SMEs capacity-building programme begins in Accra

The Foundation for Financial Inclusion (FFI) Business Network in partnership with the Institute of Entrepreneurship and Small Business Development has started a three-month capacity-building programme for micro and small enterprise owners.


The programme dubbed, “Certificate in Small Business Development Programme,” would empower the participants on modalities for accessing funding and equip them with skills to develop business plans for their businesses among other benefits.


Representatives from the National Association of Hairdressers, fashion designers, mechanics, and other small businesses are attending the three-month training.

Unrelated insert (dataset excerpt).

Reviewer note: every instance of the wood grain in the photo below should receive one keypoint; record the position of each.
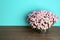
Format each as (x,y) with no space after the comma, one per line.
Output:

Key topics to be discussed include; financial planning for small business owners; cash flow management and forecasting; strategic planning and goal setting; creativity, innovation and entrepreneurship.


In an interview with the Ghana News Agency, Mr Joshua Mensah, the Executive Director of FFI, said the programme is designed to encourage the informal players to explore larger marketing opportunities.


He said the organisers had contacted the Registrar General’s office as well as the Ghana Revenue Authority to take the participants through the importance of paying their tax because most businesses in the informal sector do not know the reasons why they must pay tax.


Mr Mensah said as part of the 3-months programme, the FFI small business awards would be launched, to recognise, and motivate individual business persons.


Mr Mensah said out of the 200 small business owners enrolled on the programme, 60 of them would be awarded based on their ability to apply the financial management and employment strength.


Dr Prince Abbey, the Executive Director of Pesewa Global speaking on the topic; “Why Start ups fail in Ghana,” noted that many young businesses failed due to the inability of the owners to think beyond a small market size and think globally.


He urged entrepreneurs to go for big markets else, it would be waste of time saying, “the reality of business in today’s globalised world was the fact that there were no more ‘local champions’.


Dr Abbey identified that the average Ghanaian entrepreneur knows almost no one, who will be willing and able to put capital at risk for a new venture adding, on a day-to-day basis, the persons with the capital, connections to facilitate businesses were the elites, and they were only willing to help other elites in entrepreneurship.


He said a business involved three main groups thus employees, shareholders, and customers adding that failure to understand the importance of each party in the growth of the business was the bane of many enterprises in Ghana.